To reinforce this point, Fashion and Swagger also discusses Sargent’s impact on reframing late-Victorian masculinity. Sargent’s own sexuality was never stated, but he was quite comfortable around men whose sexual preferences were more clearly defined. His show-stopping portrait of Dr Pozzi at Home displays an ambiguity and tension in Pozzi’s body language that is years ahead of its time. Pozzi’s floor-length red coat exudes both strength and theatricality. Through subtle visual coding, Sargent also applies queer motifs to W. Graham Robertson, a well-known associate of Oscar Wilde. These paintings may fall under the banner of ‘society portraits’, but they veer sharply from its genteel, closeted world. There is a fluidity in Sargent’s work that moves beyond the social, sexual and political boundaries of his own era.

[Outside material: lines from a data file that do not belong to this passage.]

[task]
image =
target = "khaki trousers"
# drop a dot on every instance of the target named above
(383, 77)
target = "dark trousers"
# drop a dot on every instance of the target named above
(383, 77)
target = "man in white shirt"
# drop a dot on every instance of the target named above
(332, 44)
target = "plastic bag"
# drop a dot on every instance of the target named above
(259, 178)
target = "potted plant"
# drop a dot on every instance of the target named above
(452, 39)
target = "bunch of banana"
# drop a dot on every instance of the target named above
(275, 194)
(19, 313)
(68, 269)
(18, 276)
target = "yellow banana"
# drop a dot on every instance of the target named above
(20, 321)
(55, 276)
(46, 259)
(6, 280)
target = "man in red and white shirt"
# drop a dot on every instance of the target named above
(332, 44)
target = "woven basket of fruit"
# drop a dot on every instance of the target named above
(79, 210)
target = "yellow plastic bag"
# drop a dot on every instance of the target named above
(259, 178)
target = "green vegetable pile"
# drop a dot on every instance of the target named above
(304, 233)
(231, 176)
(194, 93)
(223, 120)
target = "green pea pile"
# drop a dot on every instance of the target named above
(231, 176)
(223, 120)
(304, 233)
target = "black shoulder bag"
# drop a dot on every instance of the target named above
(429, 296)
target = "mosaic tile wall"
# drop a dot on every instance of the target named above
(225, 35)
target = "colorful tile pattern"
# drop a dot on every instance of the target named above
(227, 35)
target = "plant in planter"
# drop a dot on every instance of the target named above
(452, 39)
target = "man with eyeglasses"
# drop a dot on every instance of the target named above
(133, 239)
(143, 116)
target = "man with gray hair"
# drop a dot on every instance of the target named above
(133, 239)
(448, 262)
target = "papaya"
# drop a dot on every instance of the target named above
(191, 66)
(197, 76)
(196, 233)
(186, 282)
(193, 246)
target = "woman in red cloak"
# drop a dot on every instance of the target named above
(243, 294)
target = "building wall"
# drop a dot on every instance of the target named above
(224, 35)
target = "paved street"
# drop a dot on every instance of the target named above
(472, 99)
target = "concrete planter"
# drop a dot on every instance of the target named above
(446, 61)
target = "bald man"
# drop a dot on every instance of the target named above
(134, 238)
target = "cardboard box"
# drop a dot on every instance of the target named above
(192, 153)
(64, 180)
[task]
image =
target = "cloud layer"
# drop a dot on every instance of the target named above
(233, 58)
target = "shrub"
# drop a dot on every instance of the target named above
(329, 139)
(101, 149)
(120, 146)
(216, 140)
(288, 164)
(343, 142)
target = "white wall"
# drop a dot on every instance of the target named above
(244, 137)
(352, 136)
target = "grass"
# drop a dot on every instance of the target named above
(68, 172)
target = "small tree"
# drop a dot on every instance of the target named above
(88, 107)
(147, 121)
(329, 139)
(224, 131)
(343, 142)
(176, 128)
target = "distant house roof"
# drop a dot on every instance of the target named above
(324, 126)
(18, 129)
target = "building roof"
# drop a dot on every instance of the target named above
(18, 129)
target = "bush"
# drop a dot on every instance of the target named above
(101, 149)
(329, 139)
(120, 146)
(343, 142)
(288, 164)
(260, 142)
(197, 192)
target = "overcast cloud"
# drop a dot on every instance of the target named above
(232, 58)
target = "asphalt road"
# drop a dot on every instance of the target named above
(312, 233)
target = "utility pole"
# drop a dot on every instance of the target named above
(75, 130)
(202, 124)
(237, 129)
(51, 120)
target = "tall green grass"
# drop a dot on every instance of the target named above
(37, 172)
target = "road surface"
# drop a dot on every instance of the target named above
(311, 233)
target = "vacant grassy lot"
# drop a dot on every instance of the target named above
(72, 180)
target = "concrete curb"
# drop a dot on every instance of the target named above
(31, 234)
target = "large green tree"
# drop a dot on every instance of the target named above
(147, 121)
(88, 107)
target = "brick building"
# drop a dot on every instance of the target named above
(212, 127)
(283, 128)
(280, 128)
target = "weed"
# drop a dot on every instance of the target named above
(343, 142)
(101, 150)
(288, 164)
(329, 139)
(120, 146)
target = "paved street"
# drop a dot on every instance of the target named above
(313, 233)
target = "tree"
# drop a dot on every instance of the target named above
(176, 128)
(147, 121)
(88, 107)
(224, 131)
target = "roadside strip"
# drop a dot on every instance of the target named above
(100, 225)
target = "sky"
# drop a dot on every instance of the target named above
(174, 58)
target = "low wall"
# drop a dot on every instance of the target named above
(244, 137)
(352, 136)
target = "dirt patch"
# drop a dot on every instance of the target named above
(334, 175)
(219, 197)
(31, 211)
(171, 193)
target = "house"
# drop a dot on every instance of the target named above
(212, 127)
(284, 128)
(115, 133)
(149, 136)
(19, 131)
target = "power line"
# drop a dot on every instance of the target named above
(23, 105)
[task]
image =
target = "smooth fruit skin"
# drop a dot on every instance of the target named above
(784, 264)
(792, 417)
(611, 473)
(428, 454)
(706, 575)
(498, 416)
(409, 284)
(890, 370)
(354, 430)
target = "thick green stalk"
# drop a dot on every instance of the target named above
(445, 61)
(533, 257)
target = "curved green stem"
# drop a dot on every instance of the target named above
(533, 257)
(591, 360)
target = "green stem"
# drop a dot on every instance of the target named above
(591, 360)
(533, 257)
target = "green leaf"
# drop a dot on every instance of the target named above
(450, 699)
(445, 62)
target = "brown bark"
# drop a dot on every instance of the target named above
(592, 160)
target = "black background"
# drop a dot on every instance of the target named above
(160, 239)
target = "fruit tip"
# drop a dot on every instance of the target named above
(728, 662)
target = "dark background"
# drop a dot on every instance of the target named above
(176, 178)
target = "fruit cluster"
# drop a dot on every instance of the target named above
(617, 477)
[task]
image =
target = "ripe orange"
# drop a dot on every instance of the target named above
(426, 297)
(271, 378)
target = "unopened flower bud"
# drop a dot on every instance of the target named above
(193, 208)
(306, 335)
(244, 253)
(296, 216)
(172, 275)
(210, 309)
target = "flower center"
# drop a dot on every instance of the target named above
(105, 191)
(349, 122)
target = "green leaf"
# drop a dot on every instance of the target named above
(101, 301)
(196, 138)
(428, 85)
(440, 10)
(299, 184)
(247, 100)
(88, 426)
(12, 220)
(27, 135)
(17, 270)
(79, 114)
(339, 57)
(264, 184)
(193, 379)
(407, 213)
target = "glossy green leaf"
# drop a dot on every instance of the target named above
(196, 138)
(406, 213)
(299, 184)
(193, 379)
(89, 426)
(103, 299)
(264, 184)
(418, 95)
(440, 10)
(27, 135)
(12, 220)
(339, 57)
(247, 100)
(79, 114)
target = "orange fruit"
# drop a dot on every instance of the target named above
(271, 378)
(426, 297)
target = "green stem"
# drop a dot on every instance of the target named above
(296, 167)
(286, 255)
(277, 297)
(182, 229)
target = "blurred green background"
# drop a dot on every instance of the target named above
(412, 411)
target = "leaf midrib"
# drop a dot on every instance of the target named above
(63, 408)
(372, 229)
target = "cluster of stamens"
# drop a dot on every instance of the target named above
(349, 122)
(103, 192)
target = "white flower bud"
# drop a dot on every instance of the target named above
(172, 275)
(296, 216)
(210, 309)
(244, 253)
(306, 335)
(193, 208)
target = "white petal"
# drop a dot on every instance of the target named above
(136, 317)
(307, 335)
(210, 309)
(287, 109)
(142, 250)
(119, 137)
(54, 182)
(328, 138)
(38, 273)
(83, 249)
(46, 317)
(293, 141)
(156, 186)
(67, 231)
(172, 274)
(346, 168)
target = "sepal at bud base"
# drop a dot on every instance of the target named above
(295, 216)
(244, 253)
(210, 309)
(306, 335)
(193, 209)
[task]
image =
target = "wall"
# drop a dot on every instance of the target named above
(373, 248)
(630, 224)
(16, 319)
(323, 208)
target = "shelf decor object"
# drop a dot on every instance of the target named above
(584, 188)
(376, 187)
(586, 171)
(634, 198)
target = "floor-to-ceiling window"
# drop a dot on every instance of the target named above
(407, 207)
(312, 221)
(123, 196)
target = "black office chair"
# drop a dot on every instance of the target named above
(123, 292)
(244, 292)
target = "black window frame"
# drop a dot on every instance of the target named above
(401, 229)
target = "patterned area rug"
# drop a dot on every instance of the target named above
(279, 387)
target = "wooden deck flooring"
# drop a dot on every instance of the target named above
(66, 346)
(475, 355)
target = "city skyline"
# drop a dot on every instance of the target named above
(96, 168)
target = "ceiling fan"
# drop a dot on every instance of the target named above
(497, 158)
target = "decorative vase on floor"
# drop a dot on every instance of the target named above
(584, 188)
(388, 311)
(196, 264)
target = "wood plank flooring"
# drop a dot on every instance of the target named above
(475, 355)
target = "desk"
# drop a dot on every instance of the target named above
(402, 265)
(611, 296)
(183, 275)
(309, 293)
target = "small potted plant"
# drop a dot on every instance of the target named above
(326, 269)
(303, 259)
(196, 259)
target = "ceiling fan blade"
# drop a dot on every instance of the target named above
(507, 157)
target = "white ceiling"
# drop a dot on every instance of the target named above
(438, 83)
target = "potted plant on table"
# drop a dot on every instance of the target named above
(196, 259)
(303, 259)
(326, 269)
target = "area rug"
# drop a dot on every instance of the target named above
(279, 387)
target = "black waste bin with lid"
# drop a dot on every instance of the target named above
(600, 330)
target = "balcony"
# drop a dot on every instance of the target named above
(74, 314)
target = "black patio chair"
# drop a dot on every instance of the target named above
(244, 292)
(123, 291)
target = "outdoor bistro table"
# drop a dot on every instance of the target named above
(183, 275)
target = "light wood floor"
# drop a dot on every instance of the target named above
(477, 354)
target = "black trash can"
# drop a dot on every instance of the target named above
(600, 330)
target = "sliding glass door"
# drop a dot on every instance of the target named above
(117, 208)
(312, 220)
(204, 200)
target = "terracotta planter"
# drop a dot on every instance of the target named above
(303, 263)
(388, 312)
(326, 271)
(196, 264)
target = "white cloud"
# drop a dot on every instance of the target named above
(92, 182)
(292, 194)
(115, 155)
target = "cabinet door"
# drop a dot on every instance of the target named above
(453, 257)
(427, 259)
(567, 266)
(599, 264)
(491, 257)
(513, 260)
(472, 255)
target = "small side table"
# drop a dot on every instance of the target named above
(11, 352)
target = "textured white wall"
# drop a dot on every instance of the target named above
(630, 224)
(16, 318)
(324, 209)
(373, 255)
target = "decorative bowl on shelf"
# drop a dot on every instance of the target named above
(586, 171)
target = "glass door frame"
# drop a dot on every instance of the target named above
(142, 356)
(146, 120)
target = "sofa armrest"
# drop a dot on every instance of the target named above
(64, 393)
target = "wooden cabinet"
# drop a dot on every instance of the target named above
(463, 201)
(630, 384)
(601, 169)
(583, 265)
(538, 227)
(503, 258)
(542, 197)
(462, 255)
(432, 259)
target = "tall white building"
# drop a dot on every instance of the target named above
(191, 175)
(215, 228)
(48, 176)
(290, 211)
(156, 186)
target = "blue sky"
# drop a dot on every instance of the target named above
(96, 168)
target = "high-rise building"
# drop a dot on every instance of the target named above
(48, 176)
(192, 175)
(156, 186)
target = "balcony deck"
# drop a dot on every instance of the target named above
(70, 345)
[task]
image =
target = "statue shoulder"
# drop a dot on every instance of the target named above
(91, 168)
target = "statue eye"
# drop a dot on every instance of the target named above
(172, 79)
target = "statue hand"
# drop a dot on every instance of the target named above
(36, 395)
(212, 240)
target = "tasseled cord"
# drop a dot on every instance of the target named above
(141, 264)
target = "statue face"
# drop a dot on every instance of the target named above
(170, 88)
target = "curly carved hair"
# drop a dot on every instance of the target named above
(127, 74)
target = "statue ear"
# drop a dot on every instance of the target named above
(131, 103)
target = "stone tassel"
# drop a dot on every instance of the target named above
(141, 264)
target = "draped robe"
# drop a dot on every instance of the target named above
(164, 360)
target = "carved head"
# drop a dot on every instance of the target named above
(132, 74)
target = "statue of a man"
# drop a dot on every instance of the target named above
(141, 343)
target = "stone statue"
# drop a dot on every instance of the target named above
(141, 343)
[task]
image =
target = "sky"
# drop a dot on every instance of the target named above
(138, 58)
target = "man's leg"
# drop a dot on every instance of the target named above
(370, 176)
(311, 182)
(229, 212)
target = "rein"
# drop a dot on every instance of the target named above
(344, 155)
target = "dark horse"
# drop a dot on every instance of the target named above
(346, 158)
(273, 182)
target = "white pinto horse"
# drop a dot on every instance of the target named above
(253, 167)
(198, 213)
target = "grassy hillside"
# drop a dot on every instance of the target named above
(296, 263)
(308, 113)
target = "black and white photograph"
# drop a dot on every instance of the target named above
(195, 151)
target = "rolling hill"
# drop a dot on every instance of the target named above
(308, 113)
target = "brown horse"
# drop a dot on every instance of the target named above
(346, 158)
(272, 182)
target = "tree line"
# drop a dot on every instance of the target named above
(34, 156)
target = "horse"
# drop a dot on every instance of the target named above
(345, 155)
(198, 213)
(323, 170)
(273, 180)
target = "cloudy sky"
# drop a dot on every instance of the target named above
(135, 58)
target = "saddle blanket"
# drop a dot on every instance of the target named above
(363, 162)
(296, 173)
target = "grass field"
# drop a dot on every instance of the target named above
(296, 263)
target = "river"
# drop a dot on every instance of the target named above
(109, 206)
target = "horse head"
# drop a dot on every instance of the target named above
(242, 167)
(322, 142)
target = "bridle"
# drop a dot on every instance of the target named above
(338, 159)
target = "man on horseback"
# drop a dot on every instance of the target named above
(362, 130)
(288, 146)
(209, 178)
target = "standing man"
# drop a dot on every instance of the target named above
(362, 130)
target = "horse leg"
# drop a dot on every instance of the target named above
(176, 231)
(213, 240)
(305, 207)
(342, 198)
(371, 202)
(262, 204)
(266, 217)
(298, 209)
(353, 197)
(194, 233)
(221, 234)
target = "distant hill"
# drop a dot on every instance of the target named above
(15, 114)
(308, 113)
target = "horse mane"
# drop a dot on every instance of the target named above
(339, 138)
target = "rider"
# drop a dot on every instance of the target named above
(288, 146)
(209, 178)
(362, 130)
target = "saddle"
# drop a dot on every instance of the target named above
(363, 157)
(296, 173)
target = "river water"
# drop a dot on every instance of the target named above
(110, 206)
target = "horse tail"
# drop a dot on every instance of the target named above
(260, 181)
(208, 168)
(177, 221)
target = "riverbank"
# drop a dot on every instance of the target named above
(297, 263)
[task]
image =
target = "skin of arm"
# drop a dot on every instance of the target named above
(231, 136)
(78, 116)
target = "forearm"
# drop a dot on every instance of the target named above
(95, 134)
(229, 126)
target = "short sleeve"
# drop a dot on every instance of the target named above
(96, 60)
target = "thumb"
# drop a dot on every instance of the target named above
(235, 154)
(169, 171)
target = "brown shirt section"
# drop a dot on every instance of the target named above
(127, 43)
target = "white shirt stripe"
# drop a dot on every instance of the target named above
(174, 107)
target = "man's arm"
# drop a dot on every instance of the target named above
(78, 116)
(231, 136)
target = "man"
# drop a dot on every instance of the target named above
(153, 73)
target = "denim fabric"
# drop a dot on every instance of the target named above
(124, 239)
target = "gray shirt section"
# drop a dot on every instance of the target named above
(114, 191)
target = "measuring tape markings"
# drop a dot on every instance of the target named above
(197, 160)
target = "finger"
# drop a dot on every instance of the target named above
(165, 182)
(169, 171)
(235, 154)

Fashion and Swagger delivers not only an overview of Sargent’s life and career, but an interpretation of how he combined fashion with identity. What is revealed is an artist whose practice may be rooted in tradition, but his reaction to who and what he painted speaks more to our age. How we edit our own photos, present the best version of ourselves, would be recognised by Sargent. It wasn’t just the surfaces that Sargent was painting, but the dimensions of ourselves that clothes reveal: the psychology behind what we choose to show and conceal. Far from being superficial, the exhibition encourages us to appreciate the artist on a deeper level. In allowing us to get up close to Sargent, Exhibition on Screen identifies the reason for Sargent’s continuing popularity. He doesn’t just fulfil our expectations, he gives us more than we were expecting.
Exhibition on Screen: John Singer Sargent – Fashion and Swagger is screening at Plymouth Arts Cinema on Wed 24th and Sat 27th April.